Writing for me is very, very difficult. It does not come easy. It causes me anxiety and fear. Luckily in this blog, I can write whatever I want, so it is not so very scary. I feel that my writing has changed by being an academic. You may think it has made it better. But it has, in fact, made it worse for the kind of writing I want to do. My dream is to write a memoir. Being in academia for as long as I have has made my writing very analytical and critical. I have been forced to do academic writing for so long that it has made it much more difficult to do creative nonfiction successfully. I still have writing that I did from around Freshman year of college and it was very different from the way I write now. Writing a memoir is a life goal. Getting it published is a life goal. My hope is that by writing this blog I will be able to write a memoir. This blog is practice. It is exercising my writing muscle. I have actually come to like writing the blog, but have a long ways to go. December 31st will be the true victory party!

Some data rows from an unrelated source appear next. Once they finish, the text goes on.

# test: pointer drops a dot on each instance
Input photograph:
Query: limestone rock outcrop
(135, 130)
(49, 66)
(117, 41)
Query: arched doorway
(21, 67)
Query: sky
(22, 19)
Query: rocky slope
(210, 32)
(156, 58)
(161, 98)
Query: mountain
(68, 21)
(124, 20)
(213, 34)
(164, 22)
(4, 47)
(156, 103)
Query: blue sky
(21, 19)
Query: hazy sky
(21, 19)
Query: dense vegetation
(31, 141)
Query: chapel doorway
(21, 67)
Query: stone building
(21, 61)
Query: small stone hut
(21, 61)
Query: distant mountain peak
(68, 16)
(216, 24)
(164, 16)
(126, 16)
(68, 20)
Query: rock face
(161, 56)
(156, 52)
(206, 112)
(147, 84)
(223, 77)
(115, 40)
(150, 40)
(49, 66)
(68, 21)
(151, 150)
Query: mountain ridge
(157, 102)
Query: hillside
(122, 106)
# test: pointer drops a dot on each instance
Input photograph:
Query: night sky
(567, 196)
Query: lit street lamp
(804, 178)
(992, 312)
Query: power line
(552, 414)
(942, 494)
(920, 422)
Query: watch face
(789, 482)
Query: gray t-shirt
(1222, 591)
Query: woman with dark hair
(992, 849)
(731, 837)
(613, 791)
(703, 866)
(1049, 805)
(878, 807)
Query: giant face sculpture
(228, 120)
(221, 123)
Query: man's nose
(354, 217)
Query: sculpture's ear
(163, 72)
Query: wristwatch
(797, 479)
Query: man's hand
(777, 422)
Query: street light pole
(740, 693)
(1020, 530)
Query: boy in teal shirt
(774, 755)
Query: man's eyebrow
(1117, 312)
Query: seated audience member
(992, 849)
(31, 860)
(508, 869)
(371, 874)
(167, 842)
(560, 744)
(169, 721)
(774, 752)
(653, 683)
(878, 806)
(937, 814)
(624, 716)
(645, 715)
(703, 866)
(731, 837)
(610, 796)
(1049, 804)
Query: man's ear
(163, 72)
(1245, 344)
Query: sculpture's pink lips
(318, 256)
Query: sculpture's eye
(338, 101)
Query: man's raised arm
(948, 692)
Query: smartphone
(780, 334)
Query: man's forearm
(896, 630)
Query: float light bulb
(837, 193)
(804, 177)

Writing is a practice of freedom. Writing is revolutionary, emancipatory and empowering. Writing is liberation. The best writing evokes feeling. It invites people to be their best self. It cajoles people into becoming change agents. It encourages people to keep going. It demands that they tie a knot and hang on. The best writing is what changes hearts and minds. This is what I want my memoir to do. I do not believe in writing just for writing’s sake. There needs to be a larger purpose to putting these words down on paper.
I once saw Dorothy Allison speak and she said that writers write because they want to live forever. I never forgot that because I know exactly what she meant. Writing is a form of archival work. Especially if published, it can last forever. Look at the authors from hundreds of years ago that we are still reading in the present day. When you think about it that is an incredibly powerful thing to pull off. I think everyone wants to make their mark upon this world and writing is certainly one way to do that. Writing really can make you live [on] forever. This is why I want to write my memoir. Not so much to stroke my own ego but to write something of considerable weight that it moves people. Transgender people are one of the most hated and vulnerable minority groups in the U.S. and in many places around the globe. If I can write a memoir that increases empathy for transgender people than I have accomplished a great thing.
In my view, there is nothing glamorous about writing. It is hard work. It is exhausting. It is frustrating. It is lonely and isolating. The voice of the oppressor is always sitting on your shoulder telling you it is not good enough. You are prone to perfectionism and to doubting your talent or competence as a writer. This is another reason why I am writing this blog. It is not only to keep myself accountable but also to increase my writerly self-esteem. I will write that memoir and it’s going to be great. If writing is a practice of freedom, then I am going to write myself free.